I wake up every morning to the rooster crowing with a smile on my face, knowing I have this time. I’m doing a little volunteer work. I’m making art. I have a whole routine of meditation, gratitude, reading, drawing, writing and yoga that I enjoy immensely. I’m growing my garden. I’m mowing my lawn before the grass is knee high. I take the dogs for walks morning and evening. Today, I’m contemplating a drive with them down to Fox Lake. I’ll bring my book. I had an ice cream cone for lunch. This is the summer I’ve been dreaming of!
Yes, it’s that time of year again: garden time! Actually, I’m late. I could have planted peas a month ago, and most of the greens would have appreciated a cooler start. Here it is, June already. And a very warm June, too. Even here in northern Michigan, where nighttime frosts are a danger well into the late spring, I should have had my seeds in the ground before this.
Spring – once again – got away from me. First it was cold. Cold enough for the furnace and, when I stubbornly decided I would not continue to use propane well into May and turned off the gas, cold enough that I had to bring the portable heater downstairs. Sixty degrees should not be too much to ask for! A month ago, I still had snow along the fringes of my yard.
Next came the rain, which washed out the last of the snow, freshened everything up, and caused the grass to grow. Oh, yes, and the mosquitoes hatched. So, first, in order to be able to work outside without being carried away by blood-thirsty insects, I had to mow the lawn. So the garden waited.
In hindsight, I always think I could have sped up the process, stuck to it longer each day, pushed myself harder, but at the time, it feels like I’m doing all that I can. With my little 18″ push mower, and whole swaths of long, tough quack grass, it took me four days to complete the job.

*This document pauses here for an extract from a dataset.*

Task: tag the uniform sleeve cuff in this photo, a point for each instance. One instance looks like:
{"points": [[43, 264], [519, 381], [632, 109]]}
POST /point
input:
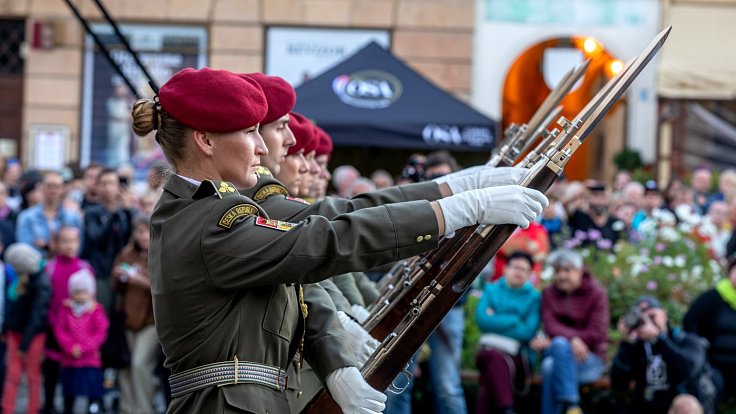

Finally, the garden. Which has taken a week. Though each evening I told myself I’d be able to finish up the next day, it hasn’t worked out that way. Mornings have been damp and chilly. Mosquitoes are voracious. By mid-day, the sun is beating down mercilessly. The dogs peek out with pathetic expressions from their bits of shade, pleading for a walk or a ride to the lake.
So, every day, I carry outside:
a tote of garden tools
my garden plan, sketched in pencil on graph paper
the book, Carrots Love Tomatoes, on companion planting, which I use to plot out my planting arrangement, but also refer to when I’m squeezing something in
my full-body, hooded, polyester net, hotter-than-hell-but-effective anti-insect suit, for when mosquito repellent is not enough
And I give it my best. And every evening, I carry it all back inside.
It’s coming along. I have planted thirteen tomato plants, all generous gifts from family and friends, and sixteen basil plants started by my cousin Bob. I have double-dug, spaded and raked nine garden beds, each roughly 36″ wide and twelve feet long. I’ve planted peas, bush beans, summer squash, winter squash, and cucumbers.
Yesterday, on my afternoon walk with the dogs, I gathered long branches that had fallen over the winter, and carried them home. Today, I’ll use them to make my pole bean tepees, and plant those seeds around the perimeter. Because I have run out of space, I’ll plant Swiss chard around and inside of those tepees, and hope for the best. The kale seeds are going in the asparagus bed, along the north wall of the garden, and the salad greens will be planted in my last canvas tub. That’s it! Finally, the garden will be done!